In an interview with ABC's Good Morning America, Joe Stack's adult daughter, Samantha Bell, who now lives in Norway, stated initially that she considered her father to be a hero, because she felt that now people might listen. While she does not agree with his specific actions involving the plane crash, she does agree with his actions about speaking out against "injustice" and "the government." Bell subsequently retracted aspects of her statement, saying her father was "not a hero" and adding, "We are mourning for Vernon Hunter."

Five days after her husband Vernon Hunter's death, Valerie Hunter filed a wrongful death lawsuit against Sheryl Mann Stack, Andrew Joseph Stack's widow in federal District Court. The lawsuit alleges that Sheryl had a duty to "avoid a foreseeable risk of injury to others," including her late husband, and failed to do so by not warning others about her late husband. The lawsuit also mentions that Stack was required by law to fly his plane at an altitude 1,000 ft above the highest obstacle. At a March 8, 2010, benefit event, Stack's widow, Sheryl, publicly offered condolences for the victims of the attack.

Former Iowa congressman Steve King
(R-Iowa) has made several statements regarding Stack including,

I think if we'd abolished the IRS back when I first advocated it, he wouldn't have a target for his airplane.
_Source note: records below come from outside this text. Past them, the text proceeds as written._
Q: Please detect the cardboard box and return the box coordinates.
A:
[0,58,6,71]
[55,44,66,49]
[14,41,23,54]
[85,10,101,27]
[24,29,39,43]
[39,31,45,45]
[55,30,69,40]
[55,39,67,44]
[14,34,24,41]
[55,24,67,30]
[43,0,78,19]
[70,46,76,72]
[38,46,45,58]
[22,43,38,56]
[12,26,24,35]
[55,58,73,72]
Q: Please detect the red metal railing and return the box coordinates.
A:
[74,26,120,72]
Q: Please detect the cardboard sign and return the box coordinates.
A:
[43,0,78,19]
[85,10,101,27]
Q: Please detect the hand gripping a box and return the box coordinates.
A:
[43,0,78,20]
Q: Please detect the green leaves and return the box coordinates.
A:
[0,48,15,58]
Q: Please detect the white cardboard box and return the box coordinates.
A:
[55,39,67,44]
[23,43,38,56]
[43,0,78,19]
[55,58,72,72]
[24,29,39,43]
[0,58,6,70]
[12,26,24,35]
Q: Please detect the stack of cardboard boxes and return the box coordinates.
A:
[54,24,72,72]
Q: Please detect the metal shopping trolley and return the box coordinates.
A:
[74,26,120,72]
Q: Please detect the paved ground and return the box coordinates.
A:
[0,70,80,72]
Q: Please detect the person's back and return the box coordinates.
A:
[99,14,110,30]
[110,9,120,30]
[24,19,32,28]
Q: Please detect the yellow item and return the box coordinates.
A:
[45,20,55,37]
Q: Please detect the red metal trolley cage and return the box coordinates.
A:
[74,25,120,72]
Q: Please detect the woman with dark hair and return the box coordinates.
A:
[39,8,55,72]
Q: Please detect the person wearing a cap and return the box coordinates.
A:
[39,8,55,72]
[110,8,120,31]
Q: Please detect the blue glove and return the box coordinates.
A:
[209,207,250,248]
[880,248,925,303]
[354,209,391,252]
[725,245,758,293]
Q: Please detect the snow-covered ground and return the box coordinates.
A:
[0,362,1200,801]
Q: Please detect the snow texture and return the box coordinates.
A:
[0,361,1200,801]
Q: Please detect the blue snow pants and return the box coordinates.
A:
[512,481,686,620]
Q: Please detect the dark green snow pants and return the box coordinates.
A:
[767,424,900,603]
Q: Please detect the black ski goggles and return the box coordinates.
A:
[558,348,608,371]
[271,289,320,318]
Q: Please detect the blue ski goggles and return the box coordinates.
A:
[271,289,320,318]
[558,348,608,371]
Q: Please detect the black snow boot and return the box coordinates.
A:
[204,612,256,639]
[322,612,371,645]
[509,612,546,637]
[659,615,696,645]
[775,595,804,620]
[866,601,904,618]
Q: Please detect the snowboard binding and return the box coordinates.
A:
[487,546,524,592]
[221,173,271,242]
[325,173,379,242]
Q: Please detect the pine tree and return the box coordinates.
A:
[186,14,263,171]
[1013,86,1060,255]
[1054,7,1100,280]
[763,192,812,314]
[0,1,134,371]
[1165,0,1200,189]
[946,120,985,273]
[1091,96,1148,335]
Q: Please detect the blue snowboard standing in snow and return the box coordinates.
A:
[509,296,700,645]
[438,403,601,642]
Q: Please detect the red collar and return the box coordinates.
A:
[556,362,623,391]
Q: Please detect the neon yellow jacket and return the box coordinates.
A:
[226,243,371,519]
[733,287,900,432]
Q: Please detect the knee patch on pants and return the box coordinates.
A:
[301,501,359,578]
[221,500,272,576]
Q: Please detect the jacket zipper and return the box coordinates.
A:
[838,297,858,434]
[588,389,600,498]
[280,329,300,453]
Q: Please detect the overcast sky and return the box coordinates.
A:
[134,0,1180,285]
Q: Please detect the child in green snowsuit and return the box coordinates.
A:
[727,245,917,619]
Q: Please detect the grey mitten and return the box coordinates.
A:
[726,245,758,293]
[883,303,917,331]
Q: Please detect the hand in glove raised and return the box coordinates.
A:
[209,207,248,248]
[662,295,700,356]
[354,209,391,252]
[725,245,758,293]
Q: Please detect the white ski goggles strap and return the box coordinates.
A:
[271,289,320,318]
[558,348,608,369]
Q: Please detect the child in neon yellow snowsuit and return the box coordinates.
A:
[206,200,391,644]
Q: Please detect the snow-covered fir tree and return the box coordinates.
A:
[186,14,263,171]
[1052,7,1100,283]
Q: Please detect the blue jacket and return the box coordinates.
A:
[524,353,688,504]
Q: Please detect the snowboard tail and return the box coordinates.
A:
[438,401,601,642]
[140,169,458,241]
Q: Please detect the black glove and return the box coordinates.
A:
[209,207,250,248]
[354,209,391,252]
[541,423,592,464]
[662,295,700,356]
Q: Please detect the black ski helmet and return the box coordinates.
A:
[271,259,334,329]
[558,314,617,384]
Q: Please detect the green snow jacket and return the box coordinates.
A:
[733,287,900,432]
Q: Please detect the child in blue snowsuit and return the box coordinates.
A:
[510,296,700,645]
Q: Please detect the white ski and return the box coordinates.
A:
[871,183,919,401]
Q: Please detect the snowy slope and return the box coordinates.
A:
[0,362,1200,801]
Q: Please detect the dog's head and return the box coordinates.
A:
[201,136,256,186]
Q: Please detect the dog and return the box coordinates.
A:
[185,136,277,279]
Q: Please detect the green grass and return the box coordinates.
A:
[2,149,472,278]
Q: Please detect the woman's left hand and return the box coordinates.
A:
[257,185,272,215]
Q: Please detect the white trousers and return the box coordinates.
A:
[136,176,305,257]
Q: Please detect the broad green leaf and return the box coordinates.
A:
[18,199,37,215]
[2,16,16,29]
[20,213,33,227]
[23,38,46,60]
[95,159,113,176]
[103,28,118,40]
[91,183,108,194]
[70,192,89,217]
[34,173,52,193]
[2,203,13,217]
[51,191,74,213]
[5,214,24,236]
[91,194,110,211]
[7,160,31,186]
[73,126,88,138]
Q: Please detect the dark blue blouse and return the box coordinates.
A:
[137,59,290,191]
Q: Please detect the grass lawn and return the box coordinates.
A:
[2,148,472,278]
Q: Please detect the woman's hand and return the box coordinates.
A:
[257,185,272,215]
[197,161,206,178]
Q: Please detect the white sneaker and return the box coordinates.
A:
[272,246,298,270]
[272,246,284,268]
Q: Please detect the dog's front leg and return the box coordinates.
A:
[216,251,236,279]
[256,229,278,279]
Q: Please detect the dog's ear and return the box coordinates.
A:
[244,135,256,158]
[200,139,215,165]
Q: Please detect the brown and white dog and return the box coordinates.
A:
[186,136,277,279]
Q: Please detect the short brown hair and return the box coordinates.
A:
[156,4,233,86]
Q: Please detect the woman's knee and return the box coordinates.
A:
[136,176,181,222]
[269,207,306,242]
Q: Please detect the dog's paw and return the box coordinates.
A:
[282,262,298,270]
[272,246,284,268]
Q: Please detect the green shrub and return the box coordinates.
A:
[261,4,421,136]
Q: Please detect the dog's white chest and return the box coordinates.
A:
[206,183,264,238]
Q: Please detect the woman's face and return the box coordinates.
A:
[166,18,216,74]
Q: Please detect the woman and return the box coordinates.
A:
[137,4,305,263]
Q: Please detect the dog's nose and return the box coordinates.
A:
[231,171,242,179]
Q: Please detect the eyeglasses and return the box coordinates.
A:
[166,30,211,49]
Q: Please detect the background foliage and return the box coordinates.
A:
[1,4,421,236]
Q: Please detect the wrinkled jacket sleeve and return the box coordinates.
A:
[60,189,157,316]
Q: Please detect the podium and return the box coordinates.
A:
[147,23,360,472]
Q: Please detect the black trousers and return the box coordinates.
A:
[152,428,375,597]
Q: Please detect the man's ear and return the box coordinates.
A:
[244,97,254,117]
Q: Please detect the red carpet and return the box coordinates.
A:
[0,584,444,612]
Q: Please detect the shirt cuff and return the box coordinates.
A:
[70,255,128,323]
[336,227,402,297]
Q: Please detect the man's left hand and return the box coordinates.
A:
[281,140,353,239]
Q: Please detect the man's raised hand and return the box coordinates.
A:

And I'm still for abolishing the IRS, I've been for it for thirty years and I'm for a national sales tax (in its place).

Academic and activist Noam Chomsky cited Joe Stack's letter as indicative of some of the public sentiment in the U.S., and stated that several of Stack's assertions are accurate or based on real grievances, and urged people to "help" the Joseph Stacks of the world get involved in constructive popular movements instead of letting the Joseph Stacks "destroy themselves, and maybe the world," in order to prevent a process similar to how legitimate and valid popular grievances of the German people in the 1920s and 1930s were manipulated by the Nazis towards violence and away from constructive ends.

The Internal Revenue Service formally designates certain individuals as potentially dangerous taxpayers (PDTs). In response to an inquiry after the attack, an IRS spokesperson declined to state whether Stack had been designated as a PDT.